Tant qu’il pleut en Amérique, de Frédéric Baillif

Tant qu’il pleut en Amérique pose un regard nouveau sur l’Ethiopie d’aujourd’hui. Au cours de son périple, le cinéaste suisse Frédéric Baillif se laisse guider par ceux et celles qui font l’Éthiopie d’aujourd’hui, loin des préjugés bien souvent occidentaux.

Tant quil pleut en AmeriqueLe réalisateur Frédéric Baillif s’inspire dans ce long métrage d’un proverbe voulant incarner l’espoir et bien connu des Éthiopiens: « Tant qu’il pleut en Amérique, nous n’avons pas de soucis à nous faire. »

Passionné par les dires sur ce berceau de l’humanité, le cinéaste nous emmène à la rencontre de différentes personnes qui font l’Éthiopie d’aujourd’hui: Bruckty, qui anime ses marionnettes, Mimi venue de Cuba, son pays d’adoption, pour retrouver sa mère, Samy, le patron, préoccupé par le commerce équitable, le Professeur Mesfin, un dissident en résidence surveillée. Le cinéaste se laisse alors guider par la petite Aïcha dans les ruelles d’Harar, puis par Desmond qui l’entraîne dans les terres offertes aux Rastas.

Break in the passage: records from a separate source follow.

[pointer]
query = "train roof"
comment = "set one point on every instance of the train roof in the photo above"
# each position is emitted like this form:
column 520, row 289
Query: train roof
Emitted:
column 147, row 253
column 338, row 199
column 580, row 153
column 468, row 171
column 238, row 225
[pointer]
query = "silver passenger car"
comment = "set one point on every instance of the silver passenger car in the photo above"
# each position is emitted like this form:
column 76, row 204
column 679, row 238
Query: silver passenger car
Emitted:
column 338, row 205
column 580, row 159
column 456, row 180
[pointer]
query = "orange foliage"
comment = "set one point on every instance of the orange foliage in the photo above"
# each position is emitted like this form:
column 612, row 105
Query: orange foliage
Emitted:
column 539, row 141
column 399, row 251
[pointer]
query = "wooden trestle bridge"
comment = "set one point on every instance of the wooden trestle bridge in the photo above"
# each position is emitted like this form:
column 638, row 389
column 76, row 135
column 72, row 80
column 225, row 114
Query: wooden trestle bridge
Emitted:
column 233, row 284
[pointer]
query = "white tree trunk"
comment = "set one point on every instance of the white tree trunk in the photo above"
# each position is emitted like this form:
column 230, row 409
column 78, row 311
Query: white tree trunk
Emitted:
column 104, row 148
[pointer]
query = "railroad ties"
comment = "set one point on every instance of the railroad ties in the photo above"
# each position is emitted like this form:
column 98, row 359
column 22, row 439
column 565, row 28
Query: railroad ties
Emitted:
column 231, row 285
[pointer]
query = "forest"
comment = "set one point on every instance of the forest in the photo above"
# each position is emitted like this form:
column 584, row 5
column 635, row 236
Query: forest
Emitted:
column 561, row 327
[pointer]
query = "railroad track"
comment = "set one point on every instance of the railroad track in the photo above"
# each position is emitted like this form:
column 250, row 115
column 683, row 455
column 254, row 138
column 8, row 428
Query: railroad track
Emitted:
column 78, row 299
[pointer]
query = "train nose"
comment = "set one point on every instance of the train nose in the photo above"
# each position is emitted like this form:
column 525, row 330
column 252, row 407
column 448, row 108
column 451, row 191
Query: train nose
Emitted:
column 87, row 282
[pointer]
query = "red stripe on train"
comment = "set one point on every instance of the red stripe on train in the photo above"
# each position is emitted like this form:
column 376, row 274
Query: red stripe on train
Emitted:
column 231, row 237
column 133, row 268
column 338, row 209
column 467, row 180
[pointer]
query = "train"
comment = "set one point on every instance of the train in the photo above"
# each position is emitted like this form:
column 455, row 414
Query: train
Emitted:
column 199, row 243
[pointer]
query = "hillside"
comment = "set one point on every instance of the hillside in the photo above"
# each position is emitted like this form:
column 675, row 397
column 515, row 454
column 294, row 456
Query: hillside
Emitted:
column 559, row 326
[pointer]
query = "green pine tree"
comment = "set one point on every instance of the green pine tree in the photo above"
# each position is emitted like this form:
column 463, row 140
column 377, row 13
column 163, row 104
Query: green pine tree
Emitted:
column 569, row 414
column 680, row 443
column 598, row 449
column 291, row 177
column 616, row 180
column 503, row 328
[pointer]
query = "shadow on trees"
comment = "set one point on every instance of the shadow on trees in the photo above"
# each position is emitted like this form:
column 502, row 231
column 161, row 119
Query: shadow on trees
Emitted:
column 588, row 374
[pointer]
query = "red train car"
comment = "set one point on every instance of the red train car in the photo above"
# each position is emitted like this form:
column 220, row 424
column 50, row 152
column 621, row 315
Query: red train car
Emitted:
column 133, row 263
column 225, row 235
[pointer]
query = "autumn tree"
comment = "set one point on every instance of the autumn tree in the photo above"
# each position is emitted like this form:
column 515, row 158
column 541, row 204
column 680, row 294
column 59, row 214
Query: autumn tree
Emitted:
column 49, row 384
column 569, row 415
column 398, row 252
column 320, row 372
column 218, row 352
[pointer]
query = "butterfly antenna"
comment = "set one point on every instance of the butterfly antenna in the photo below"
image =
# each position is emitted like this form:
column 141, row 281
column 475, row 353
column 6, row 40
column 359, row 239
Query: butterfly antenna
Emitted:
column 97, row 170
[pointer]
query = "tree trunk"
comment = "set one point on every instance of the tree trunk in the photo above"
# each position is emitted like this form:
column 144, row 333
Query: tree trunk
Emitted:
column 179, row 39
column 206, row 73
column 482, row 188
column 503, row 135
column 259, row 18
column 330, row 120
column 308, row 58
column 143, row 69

Il y découvre une Éthiopie compliquée, par moment touchée par la misère, mais vivante et dynamique voulant tendre le plus possible vers un renouveau économique, social et culturel.

Accompagné par la voix de Carlos Leal, le film raconte ces rencontres inattendues, drôles ou touchantes. Des discours et témoignages qui tentent d’expliquer la situation actuelle du pays ainsi que l’attachement que l’on peut avoir pour lui.

«Quand je pose les pieds en Éthiopie pour la première fois je suis stupéfait. Aucun enfant tout maigre sur un sol craquelé par le soleil. Au lieu de ça, un gigantesque chantier à perte de vue: Addis Abeba, La nouvelle Fleur.» s’étonne le cinéaste au tout début de son périple.

Tant qu’il pleut en Amérique est avant tout l’histoire d’hommes et de femmes issus de ce pays qui, malgré les dires, se développe à son rythme, lentement mais sûrement. Un pays n’est pas uniquement synonyme de famine et pauvreté, mais qui peut rimer avec diversité, initiatives et projets.

Peut-être bien, une Éthiopie qui donnerait le goût à plusieurs personnes de quitter l’Amérique pour vivre dans une tout autre réalité et évoluer… en toute simplicité.